China: Rethinking the Yuan Devaluation
Understanding China’s currency move from a non-Western-centric perspective.
August 13, 2015
A few days ago, on August 11, 2015, the People’s Bank of China lowered the yuan’s exchange rate by almost 2%. The central bank’s move pushed the yuan’s “daily fix” to 6.2298 against the U.S. dollar.
This move was its biggest one-day change since China had loosened (somewhat) its dollar peg back in June 2010. Financial market observers immediately jumped to two “conclusions:”
- First, while China’s central bank in its announcement of the move paid lip service to a more flexible exchange rate regime, its action really signaled panic about China’s slowing growth.
- Second, this devaluation wasn’t a one-time shot, but rather the likely start to a prolonged period of engineering the yuan downwards in a resolute effort to increase China’s external competitiveness.
As news of the devaluation spread, all China-sensitive asset prices — such as oil, copper, shares of luxury brands and cars, and emerging-market currencies — dove below their already-depressed price levels
A non-Western view
While the markets’ reaction reflected a lot of “first world” frustration, look at this latest development in China from a non-Western-centric perspective.

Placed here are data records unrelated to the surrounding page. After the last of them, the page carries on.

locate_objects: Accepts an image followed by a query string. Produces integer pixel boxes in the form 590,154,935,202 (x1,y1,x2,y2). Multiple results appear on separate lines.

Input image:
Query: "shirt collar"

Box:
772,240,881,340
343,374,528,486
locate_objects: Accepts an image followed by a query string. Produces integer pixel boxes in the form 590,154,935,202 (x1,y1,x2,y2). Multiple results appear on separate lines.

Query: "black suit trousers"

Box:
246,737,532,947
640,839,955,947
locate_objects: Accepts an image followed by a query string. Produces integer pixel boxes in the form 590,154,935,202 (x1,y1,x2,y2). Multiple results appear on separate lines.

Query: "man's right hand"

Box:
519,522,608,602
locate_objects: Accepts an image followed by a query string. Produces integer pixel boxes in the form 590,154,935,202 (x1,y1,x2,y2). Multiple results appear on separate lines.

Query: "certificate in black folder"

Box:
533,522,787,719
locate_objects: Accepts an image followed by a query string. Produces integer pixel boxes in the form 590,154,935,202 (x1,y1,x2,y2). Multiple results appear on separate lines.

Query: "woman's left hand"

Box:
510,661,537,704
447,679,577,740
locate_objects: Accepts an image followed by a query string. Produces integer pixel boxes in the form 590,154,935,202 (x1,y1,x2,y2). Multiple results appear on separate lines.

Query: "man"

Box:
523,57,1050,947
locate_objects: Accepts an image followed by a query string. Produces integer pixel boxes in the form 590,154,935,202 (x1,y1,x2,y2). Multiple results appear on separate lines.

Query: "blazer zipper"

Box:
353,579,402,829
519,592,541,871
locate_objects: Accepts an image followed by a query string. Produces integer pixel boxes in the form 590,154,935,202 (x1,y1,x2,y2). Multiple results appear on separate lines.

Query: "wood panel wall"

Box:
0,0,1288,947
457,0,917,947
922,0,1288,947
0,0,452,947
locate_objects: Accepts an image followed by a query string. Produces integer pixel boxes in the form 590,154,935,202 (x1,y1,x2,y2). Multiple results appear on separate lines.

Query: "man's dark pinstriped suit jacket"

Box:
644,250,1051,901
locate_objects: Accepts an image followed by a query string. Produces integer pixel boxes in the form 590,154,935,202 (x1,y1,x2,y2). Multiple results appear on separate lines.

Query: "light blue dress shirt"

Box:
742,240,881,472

Viewed from this angle, the market reaction and commentary we have seen to date is myopic.
Even if the devaluation signals concerns about China’s current growth path, correcting the yuan’s accumulated overvaluation will be good for China’s (and other emerging countries’) growth as well as commodity and luxury exports.
This may sound like a bewildering thought in the context of the still-dominant Western opinion. But in the new world we live in, two facts of life stand out: First, how China’s economy fares — and, by extension, the other emerging markets, accounts for a far more significant share of humankind than the effects on Western countries. (China’s population of 1.3 billion is roughly equal to the combined population of the wealthy OECD nations.)
Second, the latter markets — and especially the U.S. ones — are already way too “mood-dependent” on what happens in China. Particularly worrisome is the rather passive mindset, especially pronounced in the United States — to hope that “China will be fine, so that we don’t have anything to worry about.”
A fair foreign exchange rate
Some may still doubt that the yuan is overvalued. But let’s look at the evidence. According to the broad measure of the Bank for International Settlements’ effective (i.e., trade-weighted) exchange rate, the Chinese yuan has appreciated by some 30% over the past five years.
And according to Barclays’ behavioral equilibrium exchange rate model, the yuan remains the second-most overvalued currency in the world, by more than 20%.
The U.S. dollar’s recent ascent has pulled the yuan away from other currencies, leaving it increasingly overvalued, as the yuan has stayed on a soft peg to the dollar.
Even the Peterson Institute, traditionally regarded as the U.S. Treasury’s ventriloquist and thus prone to accuse China of unfair exchange-rate protection, has recently calmed down. It now gauges China’s so-called fundamental equilibrium exchange rate as “correctly” valued, at around 6 yuan per dollar.
A further indication of yuan overvaluation — not undervaluation, as is widely charged in the confines of the U.S. Congress — is that markets as well as Chinese corporations had been expecting a yuan depreciation going forward.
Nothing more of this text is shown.